# My latest venture... "Habanos Photography"



## Jay Hemingway-cl (Oct 21, 2007)

to my fellow brothers of the leaf,









another obsession of mine besides smoking cigars is taking pictures of cigars.
i was thinking about creating a website that was just a gallery of habanos pictures and what not. it dawned on me that instead of creating my own site, why not try to add to an already well known and respected site. the site that popped into my mind was trevors CubanCigarWebsite.com.
it is one of my favorite websites on the internet and it has alot of great information related to habanos and cuban cigars.
so i showed him some of the pictures i had already and my ideas for future photography of cuban related cigars and memorabilia.
thankfully he liked the pictures and the idea's and it was a go!

trevor has dedicated a section of CubanCigarWebsite.com for my pictures. on the main page in the upper right hand corner of the options is a "Photo's" section.
it is a section dedicated to my photography of habanos etc. 
my plans for the section is to continuously update it with pic's of my collection and pic's of other peoples collections. i hope to be able to snap shot's of my fellow BOTL's collections as well on my travels and so-forth. so if i happen to be in your neck of the woods i may ask you if you would be willing to contribute and if i may snap some shot's of your cigars for the website.
also, if you know i am going to be around you and you would like to contribute, please don't hesitate to ask because i would love to snap pictures of everything that is cuban cigar related.
i have discussed my adventure with a few people already and have been lucky enough to snap shot's of some very nice cigars so far! to those whom have already given me subjects, i thank you.

now that it is official, i just wanted to spread the word. please visit the website and take a look. the site itself is an awsome place to check out, i hope that my pictures will add to that awsomeness and will allow me to share my love for habanos and cigar pictures with everyone!

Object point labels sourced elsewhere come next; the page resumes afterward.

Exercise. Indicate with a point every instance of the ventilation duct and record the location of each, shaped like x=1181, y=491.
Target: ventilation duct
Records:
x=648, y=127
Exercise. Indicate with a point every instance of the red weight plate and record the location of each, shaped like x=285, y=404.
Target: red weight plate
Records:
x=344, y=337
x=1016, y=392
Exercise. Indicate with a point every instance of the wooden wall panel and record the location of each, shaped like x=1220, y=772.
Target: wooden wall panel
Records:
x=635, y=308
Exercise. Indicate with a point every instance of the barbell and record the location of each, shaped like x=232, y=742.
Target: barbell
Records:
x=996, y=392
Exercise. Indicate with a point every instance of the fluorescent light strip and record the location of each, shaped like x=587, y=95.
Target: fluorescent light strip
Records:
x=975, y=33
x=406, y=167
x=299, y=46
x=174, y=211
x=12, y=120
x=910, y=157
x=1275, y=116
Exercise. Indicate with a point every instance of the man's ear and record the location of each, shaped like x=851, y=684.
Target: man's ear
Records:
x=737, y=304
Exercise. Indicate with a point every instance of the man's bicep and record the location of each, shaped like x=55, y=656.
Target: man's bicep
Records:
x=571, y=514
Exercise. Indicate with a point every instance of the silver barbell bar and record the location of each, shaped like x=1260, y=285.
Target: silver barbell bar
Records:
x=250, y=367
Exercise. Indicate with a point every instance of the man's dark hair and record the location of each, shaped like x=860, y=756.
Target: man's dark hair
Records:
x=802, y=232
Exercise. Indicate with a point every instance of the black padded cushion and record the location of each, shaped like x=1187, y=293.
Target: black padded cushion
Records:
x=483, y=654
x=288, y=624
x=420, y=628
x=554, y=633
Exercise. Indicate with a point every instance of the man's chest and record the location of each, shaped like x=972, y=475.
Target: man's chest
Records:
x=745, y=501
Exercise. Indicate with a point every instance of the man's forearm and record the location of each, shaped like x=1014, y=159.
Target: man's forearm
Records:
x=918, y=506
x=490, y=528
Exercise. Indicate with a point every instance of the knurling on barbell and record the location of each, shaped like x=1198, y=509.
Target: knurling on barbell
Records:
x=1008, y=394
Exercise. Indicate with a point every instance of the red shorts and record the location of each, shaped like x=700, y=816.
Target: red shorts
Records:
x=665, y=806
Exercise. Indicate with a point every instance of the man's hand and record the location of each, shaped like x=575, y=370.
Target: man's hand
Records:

*www.CubanCigarWebsite.com*

a big thanks to trevor for allowing me to share my photo's on his website.
thanks for checking this out!

sincerely
_*Jay Hemingway*_


----------



## chippewastud79 (Sep 18, 2007)

Pretty cool Jay, nice photos you got there :tu


----------



## CeeGar (Feb 19, 2007)

Very nice! :tu


----------



## newcigarz (Feb 11, 2007)

That's cool Jay. Looking forward to more of your pics! :tu


----------



## Old Sailor (Jul 27, 2006)

Awesome pics Jay!!:tu:tu


----------



## Jbailey (Nov 9, 2006)

Got some very cool pictures there Jay.:tu


----------



## JCK (Nov 9, 2006)

Great photos Jay! Let me know if you're ever in Atlanta!


----------



## M1903A1 (Jun 7, 2006)

Nice photos!! :tu


----------



## Opusfxd (Nov 17, 2007)

Very cool pictures!! Keep it up :tu


----------



## gvarsity (Dec 12, 2006)

Great pictures. Make wonderful desktop wallpaper.


----------



## txdyna65 (Aug 21, 2006)

very nice pictures Jay, and a good idea adding to an already great information site :tu


----------



## hk3 (Jan 29, 2008)

Awesome picture of the all tubos! Great work Jay! :tu


----------



## elderboy02 (Jun 24, 2008)

Nice photos!


----------



## Blueface (May 28, 2005)

Nice pics.


----------



## DBall (Jun 4, 2007)

Very dope, Jay!


----------



## Jay Hemingway-cl (Oct 21, 2007)

thanks everyone, i am so glad you enjoy them.
they are all high res, so they are perfect for desktops.
i have had the PL magnifico bands close-up on my desktop since i took the picture. it came out perfect.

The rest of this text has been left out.